Outro ponto-chave do NEM é a oferta de disciplinas eletivas além das tradicionais, focando em aprofundar conhecimentos diversos – são os chamados “itinerários formativos”, e os estudantes podem escolher quais seguir.

Para Rebeca Cavalcante, professora da rede estadual há 6 anos, a maior dificuldade tem ocorrido nas escolas regulares, já que as profissionalizantes e as de tempo integral já praticavam currículos semelhantes aos do NEM antes mesmo de ele entrar em vigor.
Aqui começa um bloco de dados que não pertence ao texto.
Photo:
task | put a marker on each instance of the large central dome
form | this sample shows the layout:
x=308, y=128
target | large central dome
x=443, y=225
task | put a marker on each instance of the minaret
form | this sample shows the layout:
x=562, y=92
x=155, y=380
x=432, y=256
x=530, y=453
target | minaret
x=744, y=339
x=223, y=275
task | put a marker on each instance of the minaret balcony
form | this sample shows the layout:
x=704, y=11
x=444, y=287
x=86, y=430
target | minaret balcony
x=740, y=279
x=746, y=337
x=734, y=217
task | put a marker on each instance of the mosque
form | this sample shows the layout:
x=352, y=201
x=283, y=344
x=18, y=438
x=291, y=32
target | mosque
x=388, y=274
De modo geral, os professores que vão sentir mais dificuldade no planejamento são os do tempo regular, que ainda não tinham as disciplinas fora da base comum. Os demais, acredito que não, porque os itinerários formativos já eram uma política pública do Ceará.
Rebeca Cavalcante
Professora da rede estadual

O maior desafio, porém, como avalia Rebeca, tem sido integrar as disciplinas e estimular nos estudantes novas formas de enxergar o conhecimento. Abolir, em definitivo, a presença da pergunta que iniciou esta reportagem.

“Precisamos desenvolver melhor a nossa percepção de ensino interdisciplinar: como vamos juntar português, ciências humanas, da natureza e matemática? Como a gente vai desenvolver habilidades nos alunos, trazendo os conteúdos como ponto-chave?”, destaca.

O aumento da carga-horária, observa a professora, também é uma questão – sobretudo no pós-pandemia, quando os alunos voltaram à escola “muito mais ansiosos, com dificuldade de concentração e necessidade de trabalhar o socioemocional”.

Quando os meninos entram no 1º ano e começam a estudar de forma integral, passando o dia inteiro, sentem muita dificuldade, principalmente no horário pós-almoço. É uma fase de adaptação a essa rotina.
Rebeca Cavalcante
Professora da rede estadual
 

“Para os alunos, não é novo”

Novo Ensino Médio nas escolas estaduais do Ceará
Legenda: No Ceará, a implementação do Novo Ensino Médio (NEM) ocorrerá de forma gradual
Foto: Thiago Gadelha

Iane Nobre, gestora da Seduc, destaca que a implementação do modelo desafia a escola, já que altera o currículo e exige competências distintas. “A cultura vai mudar com o tempo, os professores vão experimentando. Havia uma rejeição ao modelo, mas depois que entenderam como funciona, percebemos um desejo de conhecer, uma dedicação à mudança.”

A gestora explica que “para os alunos, por outro lado, é apenas o ensino médio, não é ‘novo’, porque eles não sabem como era o anterior. Já tínhamos escola em tempo integral. Só nas escolas regulares, de tempo parcial, é que houve o aumento de 1 hora aula”.

Até 2024, todo estudante cearenses, de rede pública ou privada, deverá ter acesso ao Novo Ensino Médio. Uma parcela, porém, ainda não tem perspectiva de quando será inserida: a Educação de Jovens e Adultos (EJA).

“A EJA tem o desafio da carga horária. No noturno, é inexequível ampliar a carga. Estamos dialogando com o Ministério da Educação pra saber como podemos adaptar, porque a realidade desses estudantes é outra. E queremos trazer essas pessoas pra escola”, sentencia Iane.